Différentes versions de la bible exposées dans le musée | ALEX WONG / GETTY IMAGES NORTH AMERICA / AFP

La famille Green mène son combat sur d’autres fronts. Elle finance des collèges et des institutions chrétiennes fondamentalistes un peu partout aux États-Unis mais aussi hors du pays. Elle a essayé, pour le moment sans succès, d’introduire un programme biblique dans les écoles publiques américaines. Elle entretient des liens étroits avec le Creation Museum (Musée de la Création) situé à Petersburg dans le Kentucky, qui a ouvert en 2007. Créé par un australien, Ken Ham, ce musée a pour vocation de retracer l’histoire du monde à partir de la stricte lecture de la bible et de rejeter les théories de l'évolution. Il date la création du monde d’il y a 6.000 ans…

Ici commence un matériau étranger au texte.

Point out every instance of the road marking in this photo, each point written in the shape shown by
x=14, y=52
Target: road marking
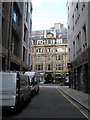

Le Musée de la Bible, situé au centre de la capitale fédérale américaine, a en fait une grande ambition: associer toujours plus étroitement la bible à l’histoire et à la vie publique américaine. Il a beau se présenter comme une institution indépendante et non-confessionnelle, la présence majoritaire de chrétiens évangéliques au sein de son conseil d'administration et sa mission affichée «d’inspirer la confiance dans l'autorité absolue et la fiabilité de la Bible» ne laissent place à aucun doute. Avec ce musée, les fondamentalistes chrétiens, plusieurs dizaines de millions de personnes aux États-Unis, entendent peser encore plus sur les institutions du pays.